This project is aiming to guide the wholesale and retail of avocado and help customer purchase the cheapest fruit at specific time and place by predicting the price of avocado. Data comes from Kaggle(https://www.kaggle.com/neuromusic/avocado-prices).
There are 12 features in the original dataset, which includes the date of observation, the average price of a single avocado, the numbers of avocados with PLU 4046,4225,4770 sold, the numbers of bags with small, large or xlarge avocado, the type of fruit (coventional or organic) and the observed place.
- Data Visulization
Before processing, generated picutres to show the relationship between some features and price.

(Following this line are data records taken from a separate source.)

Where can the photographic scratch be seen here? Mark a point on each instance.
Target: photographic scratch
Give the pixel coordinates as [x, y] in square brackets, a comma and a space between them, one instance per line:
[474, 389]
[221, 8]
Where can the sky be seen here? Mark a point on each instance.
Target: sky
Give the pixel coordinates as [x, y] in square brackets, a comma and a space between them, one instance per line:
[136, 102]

- Data preprocessing and Model Building
-
Extracted the information of year,month and day from the observation date.
-
Filled in NaN’s with mean values obtained from the training data.
-
Used one hot encoding, converting categorical features into numerical.
-
Standardization: de-mean and divided by the standard derivation
-
Applied different models (Linear model, KNN, SVR,XGBoost and etc) and compared performance by R squared.
- Model Optimization
Implemented Hyperparameter tuning method. Top 3 models with highest accuracy(R squared score) after tuning parameters were Random Forests(0.87), Bagging regressor (0.85) and KNN(0.75).
This is the final project of Data Mining course at JHU.